Twitter seems to be the number one cause of all scrutiny nowadays and criticisms that used to be private are now being sent out to the entire world. Every small issue that probably doesn’t even matter is now overblown because with one simple search you can read the opinion of everyone with a keyboard.
You don’t think sports fans read the tweets of random people they have never met before that have an opinion on a similar subject? Think again. For example, during the summer I made sure to stay caught up on ESPN analyst Ron Jaworski’s Top 30 Quarterbacks list.
The day my favorite quarterback Jay Cutler was listed at 8, I sent out a tweet about Cutler finally getting some respect. Since this list turned out to be so popular, Jay Cutler was a trending topic on Twitter that day. Later that night, I logged on to find a football fan in Dallas had tweeted me not once, but SIX times telling me Cutler was a bum and I was an idiot for liking him (Ironically, he was a Tony Romo fan. I win.).
If some guy from Texas was willing to lash out on a junior college student in Illinois, imagine the amount of fans that taunt famous athletes everyday.

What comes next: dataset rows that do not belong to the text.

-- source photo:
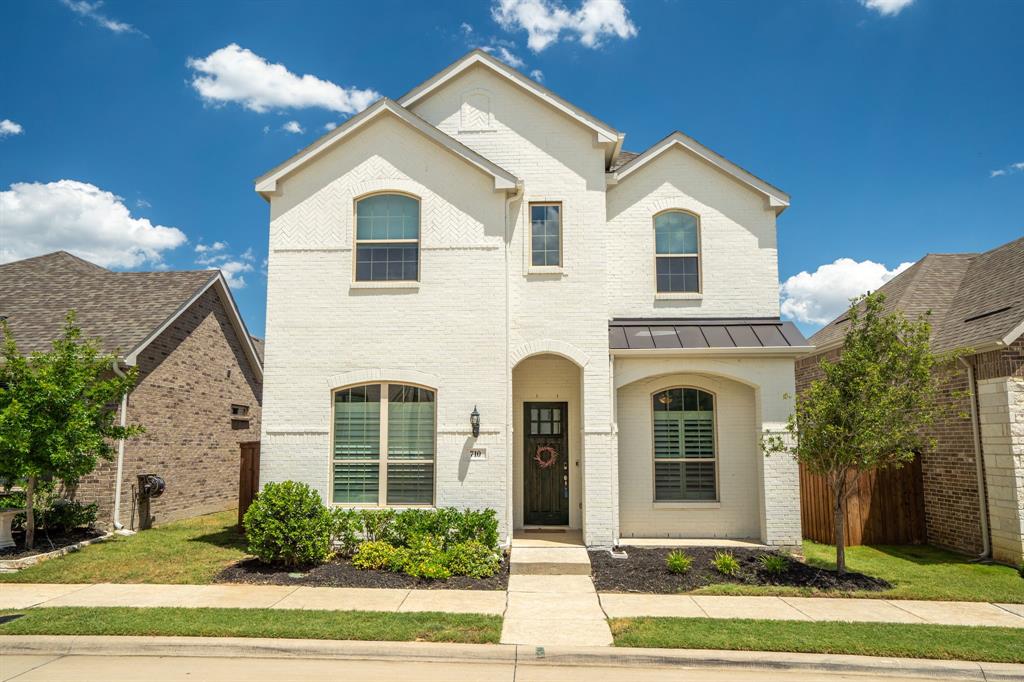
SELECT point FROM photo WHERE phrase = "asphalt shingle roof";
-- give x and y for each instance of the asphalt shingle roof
(975, 299)
(120, 308)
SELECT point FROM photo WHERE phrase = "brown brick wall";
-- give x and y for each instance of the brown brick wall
(948, 470)
(189, 377)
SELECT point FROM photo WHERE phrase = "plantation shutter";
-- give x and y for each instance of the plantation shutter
(684, 445)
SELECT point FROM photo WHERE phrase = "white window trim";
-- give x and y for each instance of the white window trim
(682, 504)
(381, 461)
(698, 255)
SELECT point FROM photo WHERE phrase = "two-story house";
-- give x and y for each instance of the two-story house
(476, 298)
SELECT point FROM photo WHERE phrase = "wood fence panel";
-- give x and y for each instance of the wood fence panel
(248, 476)
(887, 508)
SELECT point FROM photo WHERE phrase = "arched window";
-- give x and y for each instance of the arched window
(387, 239)
(677, 248)
(384, 445)
(685, 455)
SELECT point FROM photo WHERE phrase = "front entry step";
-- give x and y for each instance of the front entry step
(549, 561)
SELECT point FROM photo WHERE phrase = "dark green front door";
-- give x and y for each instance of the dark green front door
(546, 464)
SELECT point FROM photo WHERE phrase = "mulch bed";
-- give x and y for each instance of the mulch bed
(341, 572)
(45, 543)
(645, 570)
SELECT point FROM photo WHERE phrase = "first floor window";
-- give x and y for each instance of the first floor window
(384, 444)
(684, 445)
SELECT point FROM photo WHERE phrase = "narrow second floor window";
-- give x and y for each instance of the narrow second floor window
(546, 235)
(387, 239)
(677, 252)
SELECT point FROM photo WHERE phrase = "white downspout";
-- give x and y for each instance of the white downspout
(121, 456)
(509, 445)
(986, 550)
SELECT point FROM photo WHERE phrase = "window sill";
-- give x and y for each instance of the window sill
(679, 296)
(668, 506)
(385, 285)
(546, 269)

The pressure to win for an athlete is always there, but in the age of social media it never seems to disappear. The two biggest examples that come to mind are New York Jets quarterback Mark Sanchez and Miami Heat superstar LeBron James. For Sanchez, he can’t even get out of bed in the morning without someone on the internet suggesting he get benched in favor of Tim Tebow.
The Jets are a team with a lot of problems and Sanchez is farfrom the biggest one. Yet in the age of social media and a cult of Tim Tebow fans, the pressure has hit an all-time high for the quarterback.

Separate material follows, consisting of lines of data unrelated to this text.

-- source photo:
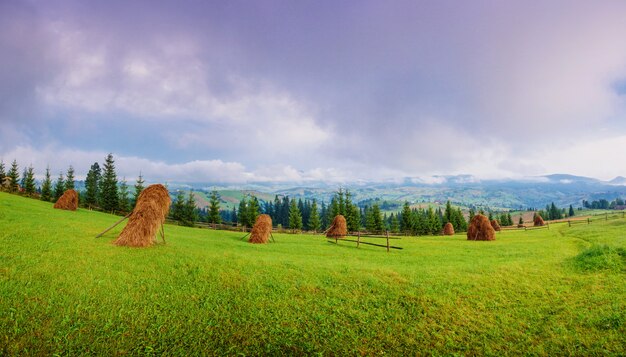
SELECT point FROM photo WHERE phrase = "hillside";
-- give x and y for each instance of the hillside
(555, 292)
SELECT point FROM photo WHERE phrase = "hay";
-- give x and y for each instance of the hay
(338, 228)
(68, 201)
(152, 207)
(448, 229)
(539, 221)
(480, 229)
(262, 229)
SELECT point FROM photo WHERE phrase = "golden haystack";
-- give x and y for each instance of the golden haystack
(152, 207)
(448, 229)
(338, 228)
(480, 229)
(539, 221)
(68, 201)
(495, 225)
(262, 229)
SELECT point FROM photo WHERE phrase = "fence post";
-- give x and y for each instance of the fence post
(387, 241)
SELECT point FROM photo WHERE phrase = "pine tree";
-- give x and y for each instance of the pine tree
(189, 212)
(14, 175)
(2, 172)
(29, 181)
(123, 199)
(92, 185)
(108, 186)
(138, 188)
(46, 186)
(214, 208)
(59, 187)
(314, 220)
(295, 217)
(69, 179)
(406, 225)
(178, 208)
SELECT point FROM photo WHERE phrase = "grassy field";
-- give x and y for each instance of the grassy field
(558, 291)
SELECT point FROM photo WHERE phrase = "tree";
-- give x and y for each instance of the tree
(46, 186)
(123, 199)
(2, 172)
(69, 179)
(138, 188)
(214, 208)
(295, 217)
(92, 185)
(59, 187)
(314, 218)
(29, 181)
(109, 199)
(406, 225)
(14, 175)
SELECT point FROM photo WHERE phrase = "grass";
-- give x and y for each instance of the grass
(207, 292)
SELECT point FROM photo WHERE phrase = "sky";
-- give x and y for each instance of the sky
(297, 91)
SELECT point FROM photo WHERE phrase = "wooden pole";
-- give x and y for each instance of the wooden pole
(113, 226)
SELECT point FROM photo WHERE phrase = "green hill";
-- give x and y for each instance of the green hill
(550, 292)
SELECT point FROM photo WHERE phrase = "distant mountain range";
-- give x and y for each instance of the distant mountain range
(461, 190)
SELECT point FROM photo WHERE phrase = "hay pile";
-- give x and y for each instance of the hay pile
(338, 228)
(480, 229)
(448, 229)
(539, 221)
(262, 229)
(152, 207)
(68, 201)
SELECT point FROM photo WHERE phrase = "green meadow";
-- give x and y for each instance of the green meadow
(560, 291)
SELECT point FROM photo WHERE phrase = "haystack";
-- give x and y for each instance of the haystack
(539, 221)
(338, 228)
(68, 201)
(448, 229)
(262, 229)
(480, 229)
(152, 207)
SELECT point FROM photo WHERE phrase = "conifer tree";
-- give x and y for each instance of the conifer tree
(138, 188)
(92, 185)
(46, 186)
(295, 217)
(14, 175)
(214, 208)
(108, 186)
(314, 220)
(406, 225)
(2, 172)
(29, 181)
(69, 179)
(59, 187)
(123, 199)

In the case of LeBron James, he does bring a lot of the unnecessary attention on to himself with his diva attitude but everything he does on the court just has to be compared to the all-time greatest Michael Jordan. Come the 4th quarter of any close Miami Heat game, Twitter explodes with MJ would do this and LeBron can’t do that talk. As much as I love hating on LeBron, the guy never gets a break.

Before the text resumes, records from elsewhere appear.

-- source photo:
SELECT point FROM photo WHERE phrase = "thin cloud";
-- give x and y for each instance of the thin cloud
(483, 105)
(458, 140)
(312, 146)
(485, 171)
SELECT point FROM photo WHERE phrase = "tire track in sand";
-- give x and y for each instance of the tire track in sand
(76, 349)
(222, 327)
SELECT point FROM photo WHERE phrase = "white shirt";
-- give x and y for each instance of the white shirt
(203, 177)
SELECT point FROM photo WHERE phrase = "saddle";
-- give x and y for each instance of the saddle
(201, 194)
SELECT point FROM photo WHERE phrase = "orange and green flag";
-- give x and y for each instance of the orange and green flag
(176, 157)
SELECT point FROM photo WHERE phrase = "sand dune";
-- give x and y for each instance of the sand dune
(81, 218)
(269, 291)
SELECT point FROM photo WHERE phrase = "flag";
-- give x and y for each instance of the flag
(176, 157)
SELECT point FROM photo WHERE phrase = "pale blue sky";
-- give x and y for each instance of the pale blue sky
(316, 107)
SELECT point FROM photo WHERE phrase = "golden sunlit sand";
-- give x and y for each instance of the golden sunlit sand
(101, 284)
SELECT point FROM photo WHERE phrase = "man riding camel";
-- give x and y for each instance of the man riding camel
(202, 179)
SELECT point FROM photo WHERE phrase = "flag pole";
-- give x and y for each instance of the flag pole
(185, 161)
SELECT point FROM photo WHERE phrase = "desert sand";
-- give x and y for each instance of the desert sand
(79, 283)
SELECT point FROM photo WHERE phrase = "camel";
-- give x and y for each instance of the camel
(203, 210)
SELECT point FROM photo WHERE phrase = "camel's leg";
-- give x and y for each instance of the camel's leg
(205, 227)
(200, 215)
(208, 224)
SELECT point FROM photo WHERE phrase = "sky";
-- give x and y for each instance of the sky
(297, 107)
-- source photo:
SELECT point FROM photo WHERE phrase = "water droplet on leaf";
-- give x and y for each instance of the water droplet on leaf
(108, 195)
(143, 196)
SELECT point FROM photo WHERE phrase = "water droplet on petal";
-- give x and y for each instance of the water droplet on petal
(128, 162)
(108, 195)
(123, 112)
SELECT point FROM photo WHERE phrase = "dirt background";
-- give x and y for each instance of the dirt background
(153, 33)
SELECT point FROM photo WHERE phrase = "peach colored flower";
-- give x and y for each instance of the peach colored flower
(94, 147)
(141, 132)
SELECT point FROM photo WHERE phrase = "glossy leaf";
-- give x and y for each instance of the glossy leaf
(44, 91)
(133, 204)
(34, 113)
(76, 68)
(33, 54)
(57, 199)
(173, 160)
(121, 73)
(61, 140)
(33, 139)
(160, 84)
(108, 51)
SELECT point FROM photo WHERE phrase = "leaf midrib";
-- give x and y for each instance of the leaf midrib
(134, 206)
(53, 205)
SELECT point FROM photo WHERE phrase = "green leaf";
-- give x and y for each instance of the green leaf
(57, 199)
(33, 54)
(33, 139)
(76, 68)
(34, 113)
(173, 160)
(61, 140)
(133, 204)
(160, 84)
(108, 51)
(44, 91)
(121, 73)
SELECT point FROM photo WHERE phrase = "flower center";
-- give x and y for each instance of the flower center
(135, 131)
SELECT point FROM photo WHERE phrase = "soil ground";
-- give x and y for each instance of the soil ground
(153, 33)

Twitter and other social media sources can be great, but for the modern athlete they do nothing but mount the pressure to perform to an even higher level. When athletes are receiving death threats like 49ers receiver Kyle Williams after the NFC Championship Game, you know that these criticisms and pressures have reached an unnecessary point. Unfortunately, that is the world we live in right now so athletes if you don’t want to hear it from the fans: Don’t mess up, they’re everywhere now.